Since Christmas, the impact of the NSW government’s actions to open up the Newcastle rail corridor for development has left countless Upper Hunter families gasping at what this means for them - and they know it ain’t going to be pretty.


Barring the National Party candidate who was too busy to attend, other would-be-candidate-hopefuls for next month’s NSW State election met with concerned Upper Hunter residents in Muswellbrook last week to listen to community sorrow and anger as one of their few accessible life-lines to the city has been systematically destroyed.

Residents expressed their displeasure at the legal hoop-la the NSW government has embarked upon to avoid provisions of the Transport Administration Act which forbids cutting of a railway line except by an Act of Parliament. No-one in the Upper Hunter is impressed by the government’s attempt to vest ownership to the Hunter Development Corporation for railway acquisition purposes nor by their partnership with General Property Trust under the auspices of the government owned Urban Growth NSW. No-one in the Upper Hunter is fooled … no-one.

To a candidate (excluding the National Party one who was not there due to ‘busyness’ commitments), they promised reinstatement of railway lines if elected and manna from heaven - and perhaps we can believe them ... can we?

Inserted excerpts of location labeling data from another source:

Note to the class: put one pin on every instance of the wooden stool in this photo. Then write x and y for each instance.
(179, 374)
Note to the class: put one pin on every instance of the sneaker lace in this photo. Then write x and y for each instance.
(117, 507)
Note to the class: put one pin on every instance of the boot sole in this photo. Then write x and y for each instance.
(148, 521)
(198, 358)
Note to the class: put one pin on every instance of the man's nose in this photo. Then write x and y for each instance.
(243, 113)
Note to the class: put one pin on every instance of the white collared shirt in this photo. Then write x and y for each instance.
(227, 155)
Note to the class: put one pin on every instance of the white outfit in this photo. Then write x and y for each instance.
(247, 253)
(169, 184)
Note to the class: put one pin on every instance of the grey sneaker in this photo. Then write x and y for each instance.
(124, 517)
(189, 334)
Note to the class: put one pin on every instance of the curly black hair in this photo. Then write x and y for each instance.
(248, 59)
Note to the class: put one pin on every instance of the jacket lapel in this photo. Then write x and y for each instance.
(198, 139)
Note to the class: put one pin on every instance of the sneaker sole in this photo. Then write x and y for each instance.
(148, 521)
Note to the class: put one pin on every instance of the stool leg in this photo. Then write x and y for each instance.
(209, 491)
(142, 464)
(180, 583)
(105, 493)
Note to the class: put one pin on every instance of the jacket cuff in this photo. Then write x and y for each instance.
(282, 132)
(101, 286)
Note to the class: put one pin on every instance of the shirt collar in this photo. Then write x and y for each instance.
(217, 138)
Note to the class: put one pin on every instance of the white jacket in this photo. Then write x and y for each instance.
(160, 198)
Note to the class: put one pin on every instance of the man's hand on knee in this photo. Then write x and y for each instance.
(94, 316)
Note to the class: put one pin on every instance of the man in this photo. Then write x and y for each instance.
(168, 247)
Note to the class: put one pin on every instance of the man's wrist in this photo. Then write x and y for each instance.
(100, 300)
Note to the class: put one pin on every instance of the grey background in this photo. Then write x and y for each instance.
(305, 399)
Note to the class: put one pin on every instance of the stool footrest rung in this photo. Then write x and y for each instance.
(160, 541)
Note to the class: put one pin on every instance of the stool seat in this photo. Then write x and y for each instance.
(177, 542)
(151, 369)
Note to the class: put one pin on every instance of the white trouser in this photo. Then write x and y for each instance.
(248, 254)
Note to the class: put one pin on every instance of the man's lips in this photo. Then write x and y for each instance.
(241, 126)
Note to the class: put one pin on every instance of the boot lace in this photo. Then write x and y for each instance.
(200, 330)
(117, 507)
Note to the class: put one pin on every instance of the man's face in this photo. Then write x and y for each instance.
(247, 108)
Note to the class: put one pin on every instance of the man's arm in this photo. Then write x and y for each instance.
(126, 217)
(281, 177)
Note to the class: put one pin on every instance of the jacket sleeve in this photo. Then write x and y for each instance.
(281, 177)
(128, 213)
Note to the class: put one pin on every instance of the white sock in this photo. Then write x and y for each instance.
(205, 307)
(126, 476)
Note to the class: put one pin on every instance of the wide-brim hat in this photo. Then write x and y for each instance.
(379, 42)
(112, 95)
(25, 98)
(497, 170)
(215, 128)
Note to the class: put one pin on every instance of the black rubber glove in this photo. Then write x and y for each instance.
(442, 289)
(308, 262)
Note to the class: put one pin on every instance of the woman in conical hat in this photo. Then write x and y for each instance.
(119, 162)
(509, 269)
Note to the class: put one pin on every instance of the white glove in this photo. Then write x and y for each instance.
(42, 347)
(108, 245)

But it was the stories shared by residents of their life-journeys on the Hunter line that revealed the true extent of the blow dealt by the NSW government to this rural community yet again. The sick and their health appointments, the grandparents and their outings with grandchildren, the students and their classes, the families and their shopping trips, the rites of ‘unaccompanied-teenage’ passage as their families allow them to take the train to the beach (I well remember letting my four go for the first time), none of these trips will be possible anymore if the NSW government has its way and destroys our public asset, our essential rural connection to our city.

Just maybe the fate of the Queensland LNP will be a salutary reminder to Macquarie Street … because given that this government has stopped listening to us as they sell off our railway and our lives, come March we will probably kick them out too.